Mercedes-Benz recently discovered that a sample of an online ad campaign was served predominantly to automated "bots", not real people. Although the company claims the sample was not representative of the wider campaign, the research, carried out by Telemetry, once again cast the spotlight on the online industry. In a world where spots are bought by programmes and brands do not know where their advertising ends up, there is plenty of space for unscrupulous practices.
The issue here is much more significant than simply serving ads below the fold. There are companies and programmes delivering impressions from computers for ads that people will never see. In Mercedes-Benz’s case, the campaign was executed by the real-time bidding network Rocket Fuel, which delivers ad impressions for brands but does not share any information about where they have come from.
As marketers increasingly see decreasing ad prices as proof of success, these campaigns can look like good value. Moreover, current auditing methods suggest they are. After all, the fake impressions have increased supply and driven down prices. But if 40 per cent of online impressions are bogus, and ZenithOptimedia forecasts the online market will be worth £6 billion in 2014, is this not a waste of money?

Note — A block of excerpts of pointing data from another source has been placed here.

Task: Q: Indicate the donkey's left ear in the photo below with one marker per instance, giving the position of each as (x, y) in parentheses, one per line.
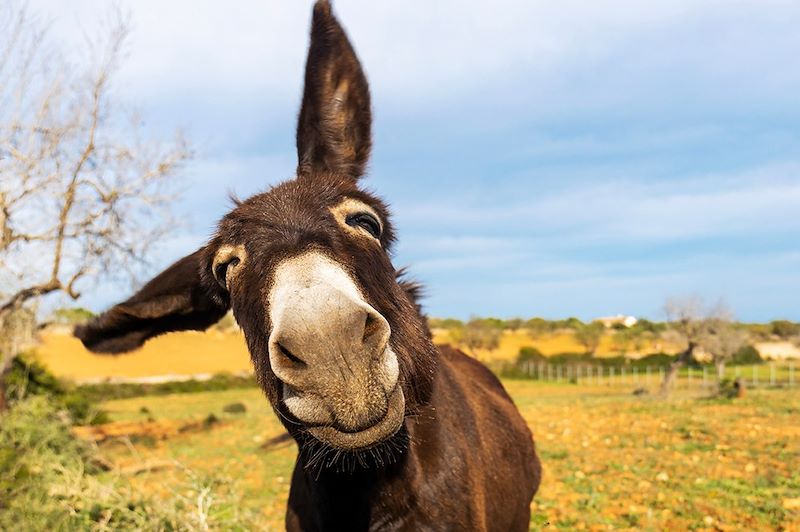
(182, 297)
(333, 131)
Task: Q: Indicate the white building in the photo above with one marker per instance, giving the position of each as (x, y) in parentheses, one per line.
(619, 319)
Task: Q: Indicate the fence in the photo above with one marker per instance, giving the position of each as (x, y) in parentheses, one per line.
(772, 374)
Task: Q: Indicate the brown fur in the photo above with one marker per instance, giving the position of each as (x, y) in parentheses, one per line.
(464, 458)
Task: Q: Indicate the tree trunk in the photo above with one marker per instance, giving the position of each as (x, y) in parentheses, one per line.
(3, 372)
(720, 372)
(672, 373)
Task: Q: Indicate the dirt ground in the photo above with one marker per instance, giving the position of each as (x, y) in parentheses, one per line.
(611, 460)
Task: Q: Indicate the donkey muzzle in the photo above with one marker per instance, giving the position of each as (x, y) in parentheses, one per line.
(331, 351)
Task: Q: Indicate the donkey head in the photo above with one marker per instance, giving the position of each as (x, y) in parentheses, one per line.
(337, 342)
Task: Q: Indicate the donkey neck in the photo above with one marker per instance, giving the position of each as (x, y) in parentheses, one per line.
(366, 497)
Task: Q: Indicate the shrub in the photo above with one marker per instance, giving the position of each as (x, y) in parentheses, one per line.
(49, 481)
(27, 377)
(72, 316)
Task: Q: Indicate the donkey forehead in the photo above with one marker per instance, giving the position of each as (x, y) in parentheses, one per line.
(301, 206)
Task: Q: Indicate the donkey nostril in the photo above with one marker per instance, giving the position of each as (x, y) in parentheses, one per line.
(288, 354)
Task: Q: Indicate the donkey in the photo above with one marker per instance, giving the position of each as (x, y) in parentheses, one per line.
(393, 432)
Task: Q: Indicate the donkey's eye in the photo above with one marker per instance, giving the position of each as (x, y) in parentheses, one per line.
(365, 221)
(221, 271)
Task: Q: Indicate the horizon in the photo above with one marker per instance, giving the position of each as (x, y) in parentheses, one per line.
(541, 160)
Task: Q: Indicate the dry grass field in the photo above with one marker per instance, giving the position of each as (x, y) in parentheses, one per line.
(187, 353)
(192, 353)
(611, 460)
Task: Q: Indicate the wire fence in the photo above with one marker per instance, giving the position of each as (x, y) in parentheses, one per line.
(771, 374)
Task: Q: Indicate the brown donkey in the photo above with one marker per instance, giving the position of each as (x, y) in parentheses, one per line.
(393, 432)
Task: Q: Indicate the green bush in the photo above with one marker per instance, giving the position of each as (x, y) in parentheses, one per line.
(71, 316)
(49, 480)
(27, 377)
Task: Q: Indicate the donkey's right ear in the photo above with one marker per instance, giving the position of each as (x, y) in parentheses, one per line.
(182, 297)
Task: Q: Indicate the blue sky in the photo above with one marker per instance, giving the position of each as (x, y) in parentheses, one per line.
(542, 158)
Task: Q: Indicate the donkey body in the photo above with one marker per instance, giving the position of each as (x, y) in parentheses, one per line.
(393, 432)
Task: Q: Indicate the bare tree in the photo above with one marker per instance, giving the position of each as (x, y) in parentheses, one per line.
(685, 318)
(722, 340)
(79, 187)
(692, 325)
(589, 336)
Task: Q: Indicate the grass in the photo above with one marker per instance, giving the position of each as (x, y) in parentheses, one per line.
(186, 353)
(190, 353)
(610, 459)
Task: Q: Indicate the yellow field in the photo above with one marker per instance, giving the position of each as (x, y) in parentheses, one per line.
(187, 353)
(547, 344)
(192, 353)
(611, 461)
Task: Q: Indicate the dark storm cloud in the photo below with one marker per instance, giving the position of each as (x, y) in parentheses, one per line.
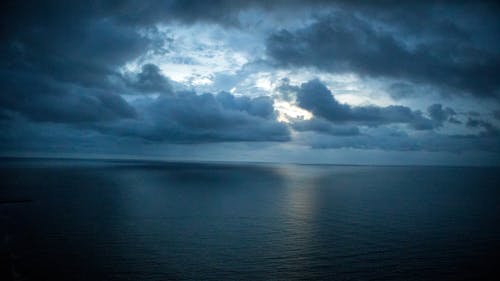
(317, 98)
(431, 50)
(324, 127)
(149, 80)
(439, 115)
(188, 117)
(429, 142)
(42, 99)
(488, 128)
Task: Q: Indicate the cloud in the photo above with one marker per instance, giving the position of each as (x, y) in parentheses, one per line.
(315, 97)
(455, 60)
(439, 114)
(489, 128)
(324, 127)
(391, 140)
(149, 80)
(186, 117)
(42, 99)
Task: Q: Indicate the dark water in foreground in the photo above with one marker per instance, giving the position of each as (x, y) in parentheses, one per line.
(105, 220)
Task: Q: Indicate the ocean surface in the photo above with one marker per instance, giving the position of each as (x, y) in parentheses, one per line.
(140, 220)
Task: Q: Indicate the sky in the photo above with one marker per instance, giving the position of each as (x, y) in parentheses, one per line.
(339, 82)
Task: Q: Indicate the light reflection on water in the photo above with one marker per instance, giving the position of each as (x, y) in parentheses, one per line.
(158, 221)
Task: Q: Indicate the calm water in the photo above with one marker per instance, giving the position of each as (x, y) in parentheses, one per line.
(105, 220)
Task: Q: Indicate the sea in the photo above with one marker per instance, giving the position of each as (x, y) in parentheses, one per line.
(69, 219)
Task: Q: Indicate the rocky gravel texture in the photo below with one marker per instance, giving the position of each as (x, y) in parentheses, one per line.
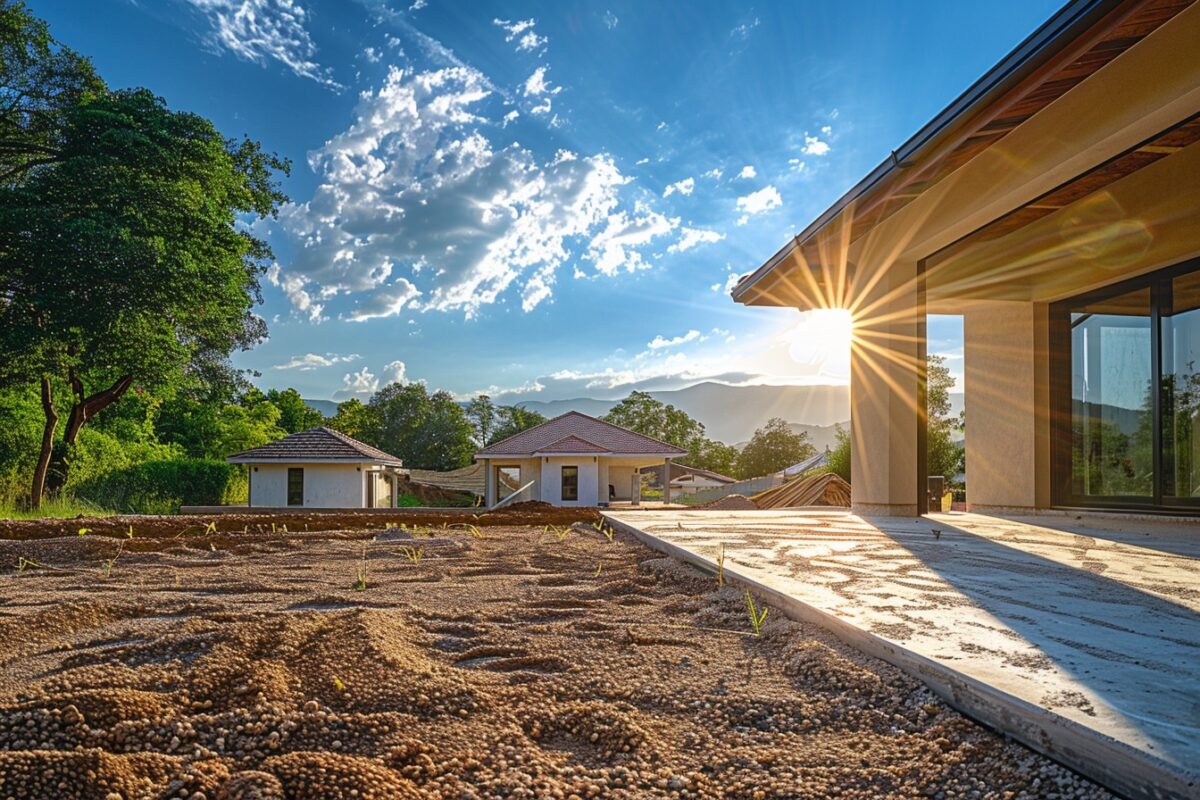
(448, 663)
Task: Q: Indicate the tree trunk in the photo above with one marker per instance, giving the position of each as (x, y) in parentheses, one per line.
(43, 458)
(84, 409)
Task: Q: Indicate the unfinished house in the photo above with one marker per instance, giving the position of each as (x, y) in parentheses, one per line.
(1055, 205)
(574, 459)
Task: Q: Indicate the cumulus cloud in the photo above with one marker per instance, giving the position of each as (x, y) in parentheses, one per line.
(765, 199)
(659, 342)
(685, 187)
(814, 145)
(690, 238)
(361, 384)
(264, 30)
(311, 361)
(522, 32)
(415, 208)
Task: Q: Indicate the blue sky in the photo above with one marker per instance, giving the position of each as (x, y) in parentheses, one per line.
(546, 199)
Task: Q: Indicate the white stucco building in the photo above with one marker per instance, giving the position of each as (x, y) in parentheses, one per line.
(574, 459)
(319, 468)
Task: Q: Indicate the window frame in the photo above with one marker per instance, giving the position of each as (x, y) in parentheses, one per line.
(289, 488)
(563, 483)
(1062, 494)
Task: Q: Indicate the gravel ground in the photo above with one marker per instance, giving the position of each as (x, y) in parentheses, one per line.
(501, 662)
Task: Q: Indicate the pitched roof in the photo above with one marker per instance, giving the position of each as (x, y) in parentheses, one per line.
(315, 444)
(580, 433)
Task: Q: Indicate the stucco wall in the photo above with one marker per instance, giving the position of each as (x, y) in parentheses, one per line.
(325, 486)
(1005, 376)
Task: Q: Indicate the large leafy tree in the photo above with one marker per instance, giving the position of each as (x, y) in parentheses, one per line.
(295, 415)
(642, 413)
(124, 263)
(511, 420)
(773, 447)
(426, 431)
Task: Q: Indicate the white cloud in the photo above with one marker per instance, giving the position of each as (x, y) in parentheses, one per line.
(685, 187)
(394, 372)
(264, 30)
(361, 384)
(311, 361)
(765, 199)
(417, 209)
(522, 32)
(690, 238)
(814, 145)
(660, 342)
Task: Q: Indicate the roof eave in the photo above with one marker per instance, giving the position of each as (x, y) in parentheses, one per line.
(1042, 44)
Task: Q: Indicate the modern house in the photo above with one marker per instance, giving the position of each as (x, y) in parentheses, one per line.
(574, 459)
(688, 480)
(319, 469)
(1055, 205)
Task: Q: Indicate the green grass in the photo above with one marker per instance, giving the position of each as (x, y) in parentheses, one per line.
(63, 507)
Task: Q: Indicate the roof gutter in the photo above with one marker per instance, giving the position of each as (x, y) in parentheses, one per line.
(1039, 47)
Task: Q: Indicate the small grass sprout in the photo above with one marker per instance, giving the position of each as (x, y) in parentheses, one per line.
(757, 617)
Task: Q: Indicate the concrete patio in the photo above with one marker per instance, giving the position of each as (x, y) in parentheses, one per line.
(1079, 637)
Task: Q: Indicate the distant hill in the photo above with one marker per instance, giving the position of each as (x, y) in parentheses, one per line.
(731, 414)
(329, 408)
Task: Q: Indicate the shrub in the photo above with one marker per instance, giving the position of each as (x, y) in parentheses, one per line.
(162, 486)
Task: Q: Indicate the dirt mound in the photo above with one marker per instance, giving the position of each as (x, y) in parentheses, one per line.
(731, 503)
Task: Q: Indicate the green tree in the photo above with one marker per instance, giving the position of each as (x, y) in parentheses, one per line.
(511, 420)
(653, 417)
(945, 455)
(295, 415)
(481, 414)
(773, 447)
(715, 456)
(358, 420)
(124, 262)
(426, 431)
(839, 456)
(40, 82)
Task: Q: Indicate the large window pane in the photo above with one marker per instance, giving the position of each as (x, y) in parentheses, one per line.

Darren Goldie, the chief development officer and managing partner at Havas Media, says brands should use a data management platform to "reduce wastage by directly correlating audience with media rather than media with audience". He believes agencies are aware of the problem but expects the issue to subside over the next three years as brands and their agencies improve the way they verify online inventory.
Publicis Groupe’s VivaKi refuses to buy blind or non-vetted inventory through its Audience on Demand suite, preferring to pay extra to be sure brands are reaching real people. Dentsu Aegis Network’s agencies, meanwhile, constantly test the technology they use to buy campaigns.
But there is still much to be done. If all buying one day becomes programmatic, it is imperative that there are no dark corners for fraud to hide.